Mysticism and Marriage

Marriage is a tool.
Marriage is not your life; it is the framework in which most people are supposed to operate for their lives. We are fundamentally designed to rely on one critical partner. That partner makes possible our sanity as we forge a divine hyper-reality against our fallen reality.
A critical element of that divine hyper-reality is recognizing we do not marry for love. Attraction is a variable, not destiny. Love always grows from shared hardship. If your partnership is wisely chosen, no other particulars matter, because love will grow from a glowing coal into a life long blazing furnace. That is how we are wired; it never fails unless there is something inside us too badly broken to follow God’s path.

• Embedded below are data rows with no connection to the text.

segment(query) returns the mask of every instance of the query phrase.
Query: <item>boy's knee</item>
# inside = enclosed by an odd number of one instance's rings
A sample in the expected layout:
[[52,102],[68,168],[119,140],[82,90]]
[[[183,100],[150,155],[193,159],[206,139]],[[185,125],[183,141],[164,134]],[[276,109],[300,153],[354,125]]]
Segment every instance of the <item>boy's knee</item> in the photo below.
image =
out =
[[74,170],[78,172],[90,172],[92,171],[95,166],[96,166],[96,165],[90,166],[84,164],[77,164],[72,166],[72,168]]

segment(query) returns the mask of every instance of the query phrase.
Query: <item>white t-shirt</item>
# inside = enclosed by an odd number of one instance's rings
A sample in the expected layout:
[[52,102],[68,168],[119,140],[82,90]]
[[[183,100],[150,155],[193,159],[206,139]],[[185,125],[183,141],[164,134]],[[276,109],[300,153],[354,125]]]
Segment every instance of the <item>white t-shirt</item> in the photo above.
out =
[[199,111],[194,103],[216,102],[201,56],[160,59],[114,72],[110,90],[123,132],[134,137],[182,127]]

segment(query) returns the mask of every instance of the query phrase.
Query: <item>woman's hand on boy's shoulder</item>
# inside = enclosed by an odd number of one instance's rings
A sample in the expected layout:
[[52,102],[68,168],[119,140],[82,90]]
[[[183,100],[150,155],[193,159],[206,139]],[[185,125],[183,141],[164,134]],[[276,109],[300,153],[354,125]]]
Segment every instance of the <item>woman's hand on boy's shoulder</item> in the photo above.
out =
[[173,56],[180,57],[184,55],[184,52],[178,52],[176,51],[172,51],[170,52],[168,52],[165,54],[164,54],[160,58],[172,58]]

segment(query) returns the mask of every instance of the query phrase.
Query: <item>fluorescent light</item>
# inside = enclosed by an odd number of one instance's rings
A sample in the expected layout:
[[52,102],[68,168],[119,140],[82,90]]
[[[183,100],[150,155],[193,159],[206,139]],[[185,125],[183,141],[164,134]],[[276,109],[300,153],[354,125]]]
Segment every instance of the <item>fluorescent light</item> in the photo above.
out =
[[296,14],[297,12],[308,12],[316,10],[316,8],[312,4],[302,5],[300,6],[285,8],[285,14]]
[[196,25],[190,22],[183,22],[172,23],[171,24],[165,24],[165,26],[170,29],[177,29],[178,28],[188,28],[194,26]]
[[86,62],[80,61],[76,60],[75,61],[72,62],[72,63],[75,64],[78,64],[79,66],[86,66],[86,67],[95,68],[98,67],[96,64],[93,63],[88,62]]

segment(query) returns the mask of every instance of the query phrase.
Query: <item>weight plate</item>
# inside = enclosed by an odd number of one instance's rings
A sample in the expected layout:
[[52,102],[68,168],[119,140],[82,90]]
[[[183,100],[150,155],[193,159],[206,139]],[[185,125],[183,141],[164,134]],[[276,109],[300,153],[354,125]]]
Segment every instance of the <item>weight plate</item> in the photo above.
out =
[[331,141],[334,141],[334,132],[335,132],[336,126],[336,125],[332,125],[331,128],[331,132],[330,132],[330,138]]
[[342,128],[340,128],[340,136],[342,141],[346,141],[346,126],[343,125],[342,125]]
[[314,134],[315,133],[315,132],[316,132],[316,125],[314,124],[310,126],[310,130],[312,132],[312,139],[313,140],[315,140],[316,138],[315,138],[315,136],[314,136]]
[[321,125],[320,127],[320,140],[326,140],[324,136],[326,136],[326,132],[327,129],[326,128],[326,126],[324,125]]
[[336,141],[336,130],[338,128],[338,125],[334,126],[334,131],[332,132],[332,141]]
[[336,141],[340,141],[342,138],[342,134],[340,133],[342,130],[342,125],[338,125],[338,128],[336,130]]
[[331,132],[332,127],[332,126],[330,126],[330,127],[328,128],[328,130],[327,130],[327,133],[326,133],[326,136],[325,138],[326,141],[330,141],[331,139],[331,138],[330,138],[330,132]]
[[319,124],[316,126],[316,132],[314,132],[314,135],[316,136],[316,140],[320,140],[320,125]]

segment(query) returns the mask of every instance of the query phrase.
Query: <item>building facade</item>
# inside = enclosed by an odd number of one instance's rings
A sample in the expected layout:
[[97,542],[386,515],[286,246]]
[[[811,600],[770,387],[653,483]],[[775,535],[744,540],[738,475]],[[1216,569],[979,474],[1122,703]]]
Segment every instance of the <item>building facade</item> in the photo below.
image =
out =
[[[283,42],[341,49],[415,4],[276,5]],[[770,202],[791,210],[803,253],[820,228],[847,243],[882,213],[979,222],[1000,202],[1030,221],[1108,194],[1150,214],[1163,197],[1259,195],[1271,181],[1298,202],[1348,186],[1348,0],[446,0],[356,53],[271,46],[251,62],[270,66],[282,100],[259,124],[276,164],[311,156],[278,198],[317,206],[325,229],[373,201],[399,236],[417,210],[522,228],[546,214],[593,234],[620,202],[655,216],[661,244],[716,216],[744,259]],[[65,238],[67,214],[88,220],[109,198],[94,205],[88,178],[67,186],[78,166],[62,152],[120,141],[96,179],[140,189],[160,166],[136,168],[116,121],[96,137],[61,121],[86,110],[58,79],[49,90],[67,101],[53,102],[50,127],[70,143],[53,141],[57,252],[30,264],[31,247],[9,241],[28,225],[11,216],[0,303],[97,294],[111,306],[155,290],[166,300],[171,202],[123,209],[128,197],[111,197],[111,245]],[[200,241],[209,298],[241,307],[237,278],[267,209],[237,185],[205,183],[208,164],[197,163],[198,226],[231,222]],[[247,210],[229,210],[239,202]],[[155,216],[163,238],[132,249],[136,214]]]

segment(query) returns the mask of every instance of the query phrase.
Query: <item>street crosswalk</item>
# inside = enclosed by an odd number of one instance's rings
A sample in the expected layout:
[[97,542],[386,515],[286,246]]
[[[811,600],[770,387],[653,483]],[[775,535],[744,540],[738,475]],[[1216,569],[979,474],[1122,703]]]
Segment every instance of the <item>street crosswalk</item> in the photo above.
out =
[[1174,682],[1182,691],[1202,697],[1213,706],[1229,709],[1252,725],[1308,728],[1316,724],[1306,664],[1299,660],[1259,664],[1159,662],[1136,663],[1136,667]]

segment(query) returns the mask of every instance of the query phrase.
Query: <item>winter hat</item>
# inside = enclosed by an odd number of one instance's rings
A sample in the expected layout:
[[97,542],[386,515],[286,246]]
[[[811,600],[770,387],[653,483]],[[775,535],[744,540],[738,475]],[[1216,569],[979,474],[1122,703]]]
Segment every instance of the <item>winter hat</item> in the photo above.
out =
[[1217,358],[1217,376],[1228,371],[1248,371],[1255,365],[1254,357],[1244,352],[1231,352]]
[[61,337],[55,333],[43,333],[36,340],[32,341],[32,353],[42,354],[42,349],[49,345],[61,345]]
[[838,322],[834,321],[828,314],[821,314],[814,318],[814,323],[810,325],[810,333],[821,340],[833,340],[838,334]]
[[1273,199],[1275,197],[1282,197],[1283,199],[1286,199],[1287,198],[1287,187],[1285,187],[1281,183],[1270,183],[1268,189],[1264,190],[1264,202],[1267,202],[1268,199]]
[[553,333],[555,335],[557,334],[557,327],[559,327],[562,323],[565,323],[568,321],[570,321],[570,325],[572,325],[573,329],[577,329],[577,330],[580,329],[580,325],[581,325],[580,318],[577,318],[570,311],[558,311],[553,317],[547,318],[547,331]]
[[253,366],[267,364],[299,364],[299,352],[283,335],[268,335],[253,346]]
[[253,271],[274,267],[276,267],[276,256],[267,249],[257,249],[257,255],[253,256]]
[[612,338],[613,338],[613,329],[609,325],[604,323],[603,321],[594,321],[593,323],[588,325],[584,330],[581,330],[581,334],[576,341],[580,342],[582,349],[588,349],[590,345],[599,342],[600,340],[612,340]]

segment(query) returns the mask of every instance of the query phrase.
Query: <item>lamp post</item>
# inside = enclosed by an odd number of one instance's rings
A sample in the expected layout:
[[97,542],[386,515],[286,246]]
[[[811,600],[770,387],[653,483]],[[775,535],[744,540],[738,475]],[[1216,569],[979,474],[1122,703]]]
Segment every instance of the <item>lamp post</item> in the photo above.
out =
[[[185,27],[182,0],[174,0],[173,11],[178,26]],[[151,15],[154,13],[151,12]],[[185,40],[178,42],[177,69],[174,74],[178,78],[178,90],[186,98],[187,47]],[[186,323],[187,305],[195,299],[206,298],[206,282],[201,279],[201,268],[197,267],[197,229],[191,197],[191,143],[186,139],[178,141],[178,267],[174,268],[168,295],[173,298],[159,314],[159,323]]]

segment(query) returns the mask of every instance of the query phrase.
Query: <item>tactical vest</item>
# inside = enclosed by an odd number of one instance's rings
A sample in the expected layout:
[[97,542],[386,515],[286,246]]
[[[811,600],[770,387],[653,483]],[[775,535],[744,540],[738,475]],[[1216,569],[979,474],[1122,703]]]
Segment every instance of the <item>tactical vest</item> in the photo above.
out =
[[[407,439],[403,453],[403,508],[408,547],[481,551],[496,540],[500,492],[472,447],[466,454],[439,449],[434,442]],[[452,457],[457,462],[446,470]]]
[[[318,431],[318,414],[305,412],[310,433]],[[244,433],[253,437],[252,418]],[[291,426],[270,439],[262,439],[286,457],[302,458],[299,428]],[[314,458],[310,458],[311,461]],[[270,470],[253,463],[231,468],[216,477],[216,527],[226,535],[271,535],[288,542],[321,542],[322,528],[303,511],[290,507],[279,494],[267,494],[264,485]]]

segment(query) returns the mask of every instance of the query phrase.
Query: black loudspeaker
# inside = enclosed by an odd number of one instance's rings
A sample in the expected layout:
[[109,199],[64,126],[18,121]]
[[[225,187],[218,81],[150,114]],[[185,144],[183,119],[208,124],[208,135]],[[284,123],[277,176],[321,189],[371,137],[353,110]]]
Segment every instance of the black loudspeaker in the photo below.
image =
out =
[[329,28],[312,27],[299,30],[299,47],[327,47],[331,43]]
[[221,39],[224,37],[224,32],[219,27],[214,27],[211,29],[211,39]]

The issue is a sense of calling. Everyone on this earth is called by God, in one sense or another. Each of us born in this plane of existence has a hope for peace with God and His Creation. It has far less to do with occupation and everything to do with a fundamental orientation about having a sense of purpose. Searching in itself is the fundamental purpose. Should you spend your entire life struggling to discern, and then you die with a sense you never found it, you have still lived justly as God sees it.
Holiness is defined by desire, not success and certainly not any particular measure of human understanding.
Damaged people carry their damage into everything. Our society so flagrantly disregards God’s revelation that we should never be surprised most marriages don’t work well. However, once you are in it, God’s mandate is to make the most of it. You cannot make a marriage work, but you can work God’s glory within it. If that kills the marriage, it was already dead.
Marriage serves the mission or it falls away as a carcass.